Przygotowując się do otwarcia butiku na Bliskim Wschodzie byłam bardzo ciekawa tego rynku i naszych miejscowych klientek. Różne kultury i różne kanony piękna to zawsze wyzwanie dla marek działających na wielu rynkach. Katar jest szczególnym przypadkiem: to prawdziwy “melting pot”, miejsce spotkań tak wielu różnych narodowości, tradycyjny i nowoczesny zarazem. Wybierając wzory do naszego butiku, musiałam kierować się zarówno gustem Arabek, Hindusek, których mieszka tam bardzo dużo, jak i Europejczyków, którzy przyjechali tu na kontrakty. Poznałam Polki i Polaków, którzy tam mieszkają, miałam przyjemność wypić kawę i dowiedzieć się wielu rzeczy o regionie bezpośrednio od Ambasadora Polski w Katarze, Krzysztofa Suprowicza, który pojawił się na oficjalnym otwarciu butiku.
To był szalenie inspirujący czas! Chciałabym się tym jakoś z Wami podzielić, przenieść trochę Bliskiego Wschodu do Polski, szczególnie w takie szare listopadowe dni, jakie ostatnio mamy. Dlatego teraz, na koniec listopada, debiutuje moja kolekcja AIDA – która powstała z inspiracji Bliskim Wschodem. Mieniące się w słońcu kryształy, bogactwo kolorów, rozbudowane formy kolczyków – smaki rodem z “Baśni Tysiąca i Jednej Nocy”. Kataryjki od dziś chodzą w polskiej biżuterii. Dlaczego nie działać również w drugą stronę i zainspirować Polki do noszenia orientalnych wzorów?
Dla mnie jako projektantki najbardziej fascynująca jest różnorodność i wymiana kulturowa. Dlatego jestem tak szczęśliwa z otwarcia butiku w Katarze. To duży krok dla marki ANIA KRUK. Jesteśmy naprawdę dumni, że jako jedna z pierwszych polskich marek otwieramy sklepy w Katarze i pokazujemy światu polskie projekty.
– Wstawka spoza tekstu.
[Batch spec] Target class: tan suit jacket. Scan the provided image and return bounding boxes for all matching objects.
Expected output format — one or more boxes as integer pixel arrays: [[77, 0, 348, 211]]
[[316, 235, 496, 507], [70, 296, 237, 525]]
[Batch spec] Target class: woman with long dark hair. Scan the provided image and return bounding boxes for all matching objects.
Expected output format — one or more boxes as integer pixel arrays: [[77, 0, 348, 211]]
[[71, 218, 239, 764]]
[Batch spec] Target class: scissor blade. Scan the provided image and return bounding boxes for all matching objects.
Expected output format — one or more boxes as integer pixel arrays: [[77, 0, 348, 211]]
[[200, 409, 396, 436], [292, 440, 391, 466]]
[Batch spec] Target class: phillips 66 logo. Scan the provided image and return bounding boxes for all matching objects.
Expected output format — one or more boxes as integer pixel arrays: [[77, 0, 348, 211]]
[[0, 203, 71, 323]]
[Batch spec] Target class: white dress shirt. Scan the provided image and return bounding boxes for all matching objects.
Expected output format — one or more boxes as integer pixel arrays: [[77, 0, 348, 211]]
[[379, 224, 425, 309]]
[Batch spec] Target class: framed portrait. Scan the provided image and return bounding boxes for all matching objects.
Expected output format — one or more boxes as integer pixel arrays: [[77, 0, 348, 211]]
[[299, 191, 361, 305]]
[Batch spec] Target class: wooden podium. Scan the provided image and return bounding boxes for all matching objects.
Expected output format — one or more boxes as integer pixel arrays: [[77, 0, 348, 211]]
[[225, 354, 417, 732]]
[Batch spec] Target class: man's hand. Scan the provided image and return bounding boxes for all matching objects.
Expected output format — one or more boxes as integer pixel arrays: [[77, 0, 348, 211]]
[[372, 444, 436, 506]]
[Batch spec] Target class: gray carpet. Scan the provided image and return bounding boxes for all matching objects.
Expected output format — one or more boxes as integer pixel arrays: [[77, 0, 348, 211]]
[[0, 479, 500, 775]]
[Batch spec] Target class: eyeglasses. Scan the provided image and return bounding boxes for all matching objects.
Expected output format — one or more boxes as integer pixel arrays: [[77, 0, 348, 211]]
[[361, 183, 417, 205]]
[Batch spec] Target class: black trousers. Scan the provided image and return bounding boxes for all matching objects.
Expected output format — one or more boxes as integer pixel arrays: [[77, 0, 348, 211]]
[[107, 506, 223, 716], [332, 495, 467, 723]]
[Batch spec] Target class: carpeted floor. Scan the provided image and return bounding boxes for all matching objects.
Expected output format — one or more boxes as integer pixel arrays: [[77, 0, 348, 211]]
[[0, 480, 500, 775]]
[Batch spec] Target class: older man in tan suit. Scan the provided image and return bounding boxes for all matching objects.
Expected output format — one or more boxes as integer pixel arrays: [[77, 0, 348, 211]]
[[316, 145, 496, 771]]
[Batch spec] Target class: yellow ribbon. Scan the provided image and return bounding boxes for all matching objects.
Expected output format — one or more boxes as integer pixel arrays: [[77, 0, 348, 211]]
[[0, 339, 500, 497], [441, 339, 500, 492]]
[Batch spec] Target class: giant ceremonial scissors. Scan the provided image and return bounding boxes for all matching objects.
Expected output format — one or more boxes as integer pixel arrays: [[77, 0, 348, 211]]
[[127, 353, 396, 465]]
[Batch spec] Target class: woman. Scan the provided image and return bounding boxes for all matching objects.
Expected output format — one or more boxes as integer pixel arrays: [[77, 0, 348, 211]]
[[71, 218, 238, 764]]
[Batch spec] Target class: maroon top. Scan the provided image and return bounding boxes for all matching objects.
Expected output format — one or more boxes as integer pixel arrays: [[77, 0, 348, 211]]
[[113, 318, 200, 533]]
Co dalej? W październiku, po uroczystym otwarciu butiku w The Mall, jeszcze w długiej sukience, ale już bez obcasów, pojechałam na plac budowy centrum handlowego NorthGate, które będzie największą luksusową galerią handlową w Katarze. Tam, na parterze, obok największych marek modowych świata, powstaje drugi różowy butik. Polska marka, polska biżuteria, polski projekt wnętrza (zaprojektowane przez młodych architektów ze studia MODE:LINA). Obok największych światowych sieci. Nadal nie mogę tego ogarnąć w głowie! :) A w planie są już mamy kolejne bliskowschodnie lokalizacje…
Podsumowując: otwarcie drugiego, większego butiku już na wiosnę! Od czterech lat moje życie przypomina szalony rollercoaster, jest dużo pracy, dużo stresu, ale przede wszystkim – ogromna radość: z mojego zespołu, wszystkich dobrych i fajnych ludzi, których spotkałam na drodze, i którzy nas wspierali, z tego, co udało nam się razem zbudować. Pradziadek Władysław może przewraca się w grobie, ale prababcia Helena byłaby szalenie dumna!